Demis Hassabis, CEO of Google DeepMind, has called for the creation of an independent regulatory body to oversee the release of advanced 'frontier' artificial intelligence models. In a recent post titled 'A Framework for Frontier AI and the Dawning of a New Age', Hassabis outlined his vision for a 'standards body' inspired by the Financial Industry Regulatory Authority (FINRA), which supervises brokerage firms and brokers in the US. This new entity would be tasked with rigorously testing frontier AI models and developing robust best practices for their deployment.

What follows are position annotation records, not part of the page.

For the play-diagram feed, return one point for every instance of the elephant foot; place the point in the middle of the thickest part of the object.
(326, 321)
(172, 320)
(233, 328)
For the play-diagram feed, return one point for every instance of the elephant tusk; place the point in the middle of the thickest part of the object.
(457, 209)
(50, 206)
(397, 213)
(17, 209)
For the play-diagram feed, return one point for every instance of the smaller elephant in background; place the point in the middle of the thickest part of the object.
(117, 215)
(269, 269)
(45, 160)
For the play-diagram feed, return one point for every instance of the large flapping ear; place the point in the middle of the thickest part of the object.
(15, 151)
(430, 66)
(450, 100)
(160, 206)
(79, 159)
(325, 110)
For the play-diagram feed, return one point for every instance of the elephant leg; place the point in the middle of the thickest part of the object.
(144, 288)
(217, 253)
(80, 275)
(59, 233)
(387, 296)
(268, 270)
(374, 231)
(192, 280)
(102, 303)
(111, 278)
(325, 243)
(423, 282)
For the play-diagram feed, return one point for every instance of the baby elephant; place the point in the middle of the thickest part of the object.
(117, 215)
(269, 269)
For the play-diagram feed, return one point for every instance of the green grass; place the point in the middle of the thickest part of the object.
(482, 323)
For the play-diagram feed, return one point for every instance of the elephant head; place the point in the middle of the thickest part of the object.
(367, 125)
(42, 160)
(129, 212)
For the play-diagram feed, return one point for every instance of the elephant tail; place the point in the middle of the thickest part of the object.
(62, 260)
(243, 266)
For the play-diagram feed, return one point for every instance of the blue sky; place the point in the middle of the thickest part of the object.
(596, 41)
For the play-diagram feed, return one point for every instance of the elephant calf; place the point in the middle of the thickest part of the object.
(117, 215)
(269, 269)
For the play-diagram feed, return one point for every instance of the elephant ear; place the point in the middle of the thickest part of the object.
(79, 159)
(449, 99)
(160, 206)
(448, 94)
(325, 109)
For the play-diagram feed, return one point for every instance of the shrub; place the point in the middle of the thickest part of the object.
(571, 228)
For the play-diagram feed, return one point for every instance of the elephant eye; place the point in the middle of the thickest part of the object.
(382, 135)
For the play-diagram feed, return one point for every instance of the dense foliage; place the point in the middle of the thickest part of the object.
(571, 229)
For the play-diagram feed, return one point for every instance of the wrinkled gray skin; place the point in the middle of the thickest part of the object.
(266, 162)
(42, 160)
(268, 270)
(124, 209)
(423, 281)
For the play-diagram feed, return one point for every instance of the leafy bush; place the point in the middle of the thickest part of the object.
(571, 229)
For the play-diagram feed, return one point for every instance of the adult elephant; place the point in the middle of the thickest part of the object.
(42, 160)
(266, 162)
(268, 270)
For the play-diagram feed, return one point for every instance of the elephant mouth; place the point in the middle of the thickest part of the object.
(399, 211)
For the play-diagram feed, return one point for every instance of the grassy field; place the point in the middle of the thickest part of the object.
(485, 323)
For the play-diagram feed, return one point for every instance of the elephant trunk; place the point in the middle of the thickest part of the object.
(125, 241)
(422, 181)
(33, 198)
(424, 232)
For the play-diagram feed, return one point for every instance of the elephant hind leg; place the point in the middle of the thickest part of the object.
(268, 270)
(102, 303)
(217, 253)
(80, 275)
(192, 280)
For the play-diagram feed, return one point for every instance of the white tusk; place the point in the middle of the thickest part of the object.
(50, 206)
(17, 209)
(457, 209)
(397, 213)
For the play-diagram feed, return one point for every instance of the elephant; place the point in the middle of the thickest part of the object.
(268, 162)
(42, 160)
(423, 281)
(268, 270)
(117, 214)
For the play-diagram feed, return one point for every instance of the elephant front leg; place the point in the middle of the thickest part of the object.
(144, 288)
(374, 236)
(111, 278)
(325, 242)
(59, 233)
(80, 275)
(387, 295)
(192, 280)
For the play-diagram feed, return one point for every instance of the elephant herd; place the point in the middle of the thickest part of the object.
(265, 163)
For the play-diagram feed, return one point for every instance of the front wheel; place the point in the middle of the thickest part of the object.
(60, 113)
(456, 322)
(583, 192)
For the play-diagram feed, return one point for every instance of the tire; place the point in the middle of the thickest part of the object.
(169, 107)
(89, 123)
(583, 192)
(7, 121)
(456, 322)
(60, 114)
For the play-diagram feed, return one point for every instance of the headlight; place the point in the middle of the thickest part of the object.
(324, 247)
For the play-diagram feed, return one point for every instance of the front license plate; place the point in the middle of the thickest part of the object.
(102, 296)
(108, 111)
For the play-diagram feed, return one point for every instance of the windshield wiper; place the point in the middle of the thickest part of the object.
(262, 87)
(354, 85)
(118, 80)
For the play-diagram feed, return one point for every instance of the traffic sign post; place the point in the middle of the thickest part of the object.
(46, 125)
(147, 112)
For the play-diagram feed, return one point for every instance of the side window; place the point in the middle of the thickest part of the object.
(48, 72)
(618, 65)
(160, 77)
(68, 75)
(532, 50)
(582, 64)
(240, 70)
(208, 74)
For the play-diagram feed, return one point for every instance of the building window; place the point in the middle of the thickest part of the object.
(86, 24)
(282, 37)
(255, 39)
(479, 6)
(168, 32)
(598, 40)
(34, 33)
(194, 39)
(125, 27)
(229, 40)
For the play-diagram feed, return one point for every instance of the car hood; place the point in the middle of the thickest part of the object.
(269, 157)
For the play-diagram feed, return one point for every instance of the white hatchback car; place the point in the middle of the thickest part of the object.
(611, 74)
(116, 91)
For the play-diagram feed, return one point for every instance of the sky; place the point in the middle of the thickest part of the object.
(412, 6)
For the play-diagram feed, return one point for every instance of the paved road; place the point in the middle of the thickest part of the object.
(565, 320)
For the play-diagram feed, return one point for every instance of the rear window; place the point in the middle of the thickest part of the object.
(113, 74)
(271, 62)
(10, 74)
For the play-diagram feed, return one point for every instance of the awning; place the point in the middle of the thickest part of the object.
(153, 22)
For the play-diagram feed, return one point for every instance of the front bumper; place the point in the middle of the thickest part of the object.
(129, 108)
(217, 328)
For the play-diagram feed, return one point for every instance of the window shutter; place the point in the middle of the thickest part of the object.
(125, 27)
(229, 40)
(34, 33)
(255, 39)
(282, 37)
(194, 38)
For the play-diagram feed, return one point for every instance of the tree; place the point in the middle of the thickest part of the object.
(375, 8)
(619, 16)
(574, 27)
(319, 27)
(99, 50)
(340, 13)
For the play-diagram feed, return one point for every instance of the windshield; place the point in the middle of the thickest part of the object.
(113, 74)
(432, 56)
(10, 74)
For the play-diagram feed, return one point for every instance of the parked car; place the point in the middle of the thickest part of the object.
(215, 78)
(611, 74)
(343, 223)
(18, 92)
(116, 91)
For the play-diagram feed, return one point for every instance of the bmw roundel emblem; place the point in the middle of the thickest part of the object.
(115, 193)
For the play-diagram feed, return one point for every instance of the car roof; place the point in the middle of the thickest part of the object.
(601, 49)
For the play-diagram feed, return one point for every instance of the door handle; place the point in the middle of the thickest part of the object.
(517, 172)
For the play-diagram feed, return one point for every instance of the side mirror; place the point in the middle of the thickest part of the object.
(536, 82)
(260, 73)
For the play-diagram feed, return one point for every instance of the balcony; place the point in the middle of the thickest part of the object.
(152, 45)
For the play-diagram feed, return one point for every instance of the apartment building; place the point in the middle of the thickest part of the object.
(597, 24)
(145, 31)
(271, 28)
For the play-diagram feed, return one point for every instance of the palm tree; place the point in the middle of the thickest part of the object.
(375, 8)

Under Hassabis's proposal, AI labs would initially voluntarily submit their models to this standards body for review, potentially up to 30 days before their public release. The ultimate goal is for this assessment protocol to become sufficiently effective and robust that it could become a mandatory requirement for frontier models to be deployed in markets such as the US. The body would also collaborate with AI labs to address any critical vulnerabilities that might emerge after a model's release, ensuring ongoing safety and stability.
This initiative builds upon previous ad hoc reviews conducted by the US government on advanced AI models from companies like Anthropic and OpenAI. However, those reviews drew criticism for perceived lack of technical expertise and opaque decision-making processes regarding model releases. Hassabis envisions his proposed regulator as an independent organisation, backed by the US government but funded by the AI industry itself, thereby centralising and professionalising the review process.
The prospect of AI regulation remains a contentious issue within both the technology sector and political circles. Establishing a self-regulatory organisation, akin to FINRA, could offer a pragmatic solution to some of these concerns. Hassabis suggests that the standards body would be staffed by technical experts and representatives from the open-source community, with financial backing from AI labs to attract and retain top talent. Furthermore, the body could outsource specialised evaluations to the growing number of AI safety groups, allowing for focused expertise on specific risks.
Hassabis argues that the strength of this approach lies in its technical focus, which would simultaneously foster innovation and incentivise responsible behaviour among AI developers. He believes such a body would be agile enough to keep pace with the rapid advancements in the field, adapting to new risks as they are identified. This framework is designed with the flexibility to scale up its scrutiny and requirements should the seriousness of the situation demand a more stringent regulatory response, ensuring continuous oversight in a rapidly evolving technological landscape.